Cambios en el sistema previsional: sin moratoria, miles perderán acceso a la pensión por fallecimiento

La decisión del Ejecutivo de no renovar la moratoria previsional trajo aparejada una serie de modificaciones que alteran el acceso a derechos previsionales para personas mayores. Entre las consecuencias más relevantes se encuentra la imposibilidad de cobrar una pensión por viudez para quienes ingresen al sistema a través de la Pensión Universal para el Adulto Mayor (PUAM).

Hasta ahora, muchas personas que no contaban con 30 años de aportes podían jubilarse mediante la moratoria. Sin embargo, con su derogación, la única opción para hombres y mujeres de 65 años o más en esa situación será solicitar la PUAM. Esta prestación no contributiva otorga el 80% del haber mínimo, pero restringe otros beneficios.

Una de las principales limitaciones de la PUAM es que impide percibir la pensión por fallecimiento, incluso si la persona convivía con alguien que estaba jubilado bajo el régimen general. Este cambio afectará a quienes, por razones históricas o laborales, no hayan podido acceder a un empleo formal con aportes registrados, un grupo que incluye especialmente a mujeres mayores.

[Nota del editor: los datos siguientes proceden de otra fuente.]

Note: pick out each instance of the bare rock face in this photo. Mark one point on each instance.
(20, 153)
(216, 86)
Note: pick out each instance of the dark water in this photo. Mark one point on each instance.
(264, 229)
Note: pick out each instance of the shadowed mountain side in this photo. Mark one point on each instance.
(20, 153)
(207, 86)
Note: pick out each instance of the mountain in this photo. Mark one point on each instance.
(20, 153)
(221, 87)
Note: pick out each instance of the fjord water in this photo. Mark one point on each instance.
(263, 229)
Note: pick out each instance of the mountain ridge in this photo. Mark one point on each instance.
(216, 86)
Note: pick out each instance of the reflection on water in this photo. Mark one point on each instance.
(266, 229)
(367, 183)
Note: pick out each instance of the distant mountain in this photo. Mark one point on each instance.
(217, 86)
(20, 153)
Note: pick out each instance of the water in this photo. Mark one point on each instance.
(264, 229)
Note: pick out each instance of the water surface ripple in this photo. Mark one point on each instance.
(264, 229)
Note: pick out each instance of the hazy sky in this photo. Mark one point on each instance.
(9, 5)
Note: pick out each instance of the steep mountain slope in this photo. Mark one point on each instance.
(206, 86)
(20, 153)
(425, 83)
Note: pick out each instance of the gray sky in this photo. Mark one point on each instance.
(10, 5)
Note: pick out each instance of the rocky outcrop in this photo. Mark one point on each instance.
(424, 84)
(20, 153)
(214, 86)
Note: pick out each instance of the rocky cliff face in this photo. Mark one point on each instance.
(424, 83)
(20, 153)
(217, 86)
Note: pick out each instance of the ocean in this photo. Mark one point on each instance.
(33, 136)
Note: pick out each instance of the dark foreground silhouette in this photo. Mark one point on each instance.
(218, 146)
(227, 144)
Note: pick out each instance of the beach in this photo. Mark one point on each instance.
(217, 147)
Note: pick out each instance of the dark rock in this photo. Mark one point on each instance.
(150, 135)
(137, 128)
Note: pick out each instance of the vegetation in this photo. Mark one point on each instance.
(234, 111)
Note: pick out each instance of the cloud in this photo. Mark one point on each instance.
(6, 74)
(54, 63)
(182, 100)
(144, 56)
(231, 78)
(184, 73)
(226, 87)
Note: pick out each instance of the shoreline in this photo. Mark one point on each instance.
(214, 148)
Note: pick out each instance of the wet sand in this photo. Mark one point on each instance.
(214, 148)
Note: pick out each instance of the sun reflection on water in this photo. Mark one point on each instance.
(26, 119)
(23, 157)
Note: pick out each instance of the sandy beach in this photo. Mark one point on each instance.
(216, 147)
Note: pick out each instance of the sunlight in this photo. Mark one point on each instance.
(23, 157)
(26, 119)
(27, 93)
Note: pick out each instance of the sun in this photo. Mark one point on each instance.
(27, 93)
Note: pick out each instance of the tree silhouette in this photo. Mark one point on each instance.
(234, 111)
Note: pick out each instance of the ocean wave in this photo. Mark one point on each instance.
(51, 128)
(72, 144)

Además, entre los requisitos para acceder a la PUAM se incluyen: no contar con jubilación ni pensión previa, acreditar residencia en el país y situación de vulnerabilidad socioeconómica. También se establece que la pensión se suspende si el beneficiario se traslada al exterior.

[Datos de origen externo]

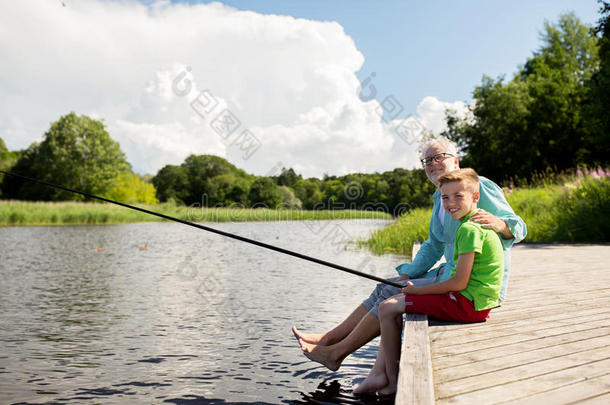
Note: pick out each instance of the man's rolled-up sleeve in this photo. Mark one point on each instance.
(430, 252)
(494, 202)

La eliminación de la posibilidad de acumular la PUAM con una pensión por fallecimiento representa un endurecimiento en las condiciones del sistema previsional, lo que genera preocupación entre especialistas en políticas sociales y derechos de las personas mayores. Las modificaciones, impulsadas en el marco de un ajuste del gasto público, afectan directamente a sectores que ya enfrentan dificultades económicas.